Drug interactions between Cymbalta and OxyIR

oxycodone ↔ duloxetine

Applies to:OxyIR (oxycodone) and Cymbalta (duloxetine)

MONITOR: Coadministration of oxycodone with serotonin reuptake inhibitors has been associated with development of the serotonin syndrome. The mechanism of interaction is unknown. Unlike other analgesics such as phenylpiperidine opioids (e.g., meperidine) and tramadol, oxycodone is not known to possess serotonergic activity and has not previously been associated with the serotonin syndrome. The report describes a bone marrow transplant patient who developed severe tremors and visual hallucinations after he dramatically increased his dosage of oxycodone while on a stable dosage of sertraline and cyclosporine. Discontinuation of cyclosporine did not completely resolve his hallucinations and had no effect on the tremors after 72 hours, which led to consideration of a possible sertraline-oxycodone interaction. The patient's symptoms resolved after sertraline was withheld and cyproheptadine (a central serotonin antagonist) administered. Serotonin syndrome is a rare but serious and potentially fatal condition thought to result from hyperstimulation of brainstem 5-HT1A and 2A receptors. Symptoms of the serotonin syndrome may include mental status changes such as irritability, altered consciousness, confusion, hallucinations, and coma; autonomic dysfunction such as tachycardia, hyperthermia, diaphoresis, shivering, blood pressure lability, and mydriasis; neuromuscular abnormalities such as hyperreflexia, myoclonus, tremor, rigidity, and ataxia; and gastrointestinal symptoms such as abdominal cramping, nausea, vomiting, and diarrhea.

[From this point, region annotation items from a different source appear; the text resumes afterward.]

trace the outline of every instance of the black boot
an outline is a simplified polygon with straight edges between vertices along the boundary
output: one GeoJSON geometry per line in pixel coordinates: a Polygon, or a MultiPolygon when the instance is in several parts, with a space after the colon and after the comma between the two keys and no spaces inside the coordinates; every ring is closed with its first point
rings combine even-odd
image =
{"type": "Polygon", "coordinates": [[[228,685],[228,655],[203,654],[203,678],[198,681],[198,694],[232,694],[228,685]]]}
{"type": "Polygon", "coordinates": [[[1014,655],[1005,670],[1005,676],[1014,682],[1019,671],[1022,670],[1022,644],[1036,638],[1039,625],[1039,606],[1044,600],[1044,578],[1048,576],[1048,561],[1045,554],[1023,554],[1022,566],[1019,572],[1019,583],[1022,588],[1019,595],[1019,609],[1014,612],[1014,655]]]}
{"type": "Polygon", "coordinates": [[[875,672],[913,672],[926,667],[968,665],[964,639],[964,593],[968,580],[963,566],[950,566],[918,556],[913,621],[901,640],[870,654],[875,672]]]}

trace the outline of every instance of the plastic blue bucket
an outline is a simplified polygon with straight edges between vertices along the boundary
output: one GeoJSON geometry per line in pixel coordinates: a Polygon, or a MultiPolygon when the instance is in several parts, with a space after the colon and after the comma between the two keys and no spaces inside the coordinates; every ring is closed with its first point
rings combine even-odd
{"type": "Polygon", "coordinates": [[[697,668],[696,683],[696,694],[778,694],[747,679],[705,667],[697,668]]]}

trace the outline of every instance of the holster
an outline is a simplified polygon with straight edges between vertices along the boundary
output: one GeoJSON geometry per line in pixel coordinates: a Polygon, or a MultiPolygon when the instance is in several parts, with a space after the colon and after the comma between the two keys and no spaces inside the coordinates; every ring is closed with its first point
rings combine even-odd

MANAGEMENT: Until more data are available, caution is advised if oxycodone is prescribed in combination with serotonin reuptake inhibitors, particularly in complicated patients such as transplant patients who are also receiving cyclosporine. Patients should be monitored for symptoms of the serotonin syndrome during treatment. Particular caution is advised when increasing the dosages of these agents. If serotonin syndrome develops or is suspected during the course of therapy, all serotonergic agents should be discontinued immediately and supportive care rendered as necessary. Moderately ill patients may also benefit from the administration of a serotonin antagonist (e.g., cyproheptadine, chlorpromazine). Severe cases should be managed under consultation with a toxicologist and may require sedation, neuromuscular paralysis, intubation, and mechanical ventilation in addition to the other measures. Patients should also be advised of potentially additive central nervous system effects from these agents and to avoid hazardous activities requiring complete mental alertness and motor coordination until they know how these agents affect them.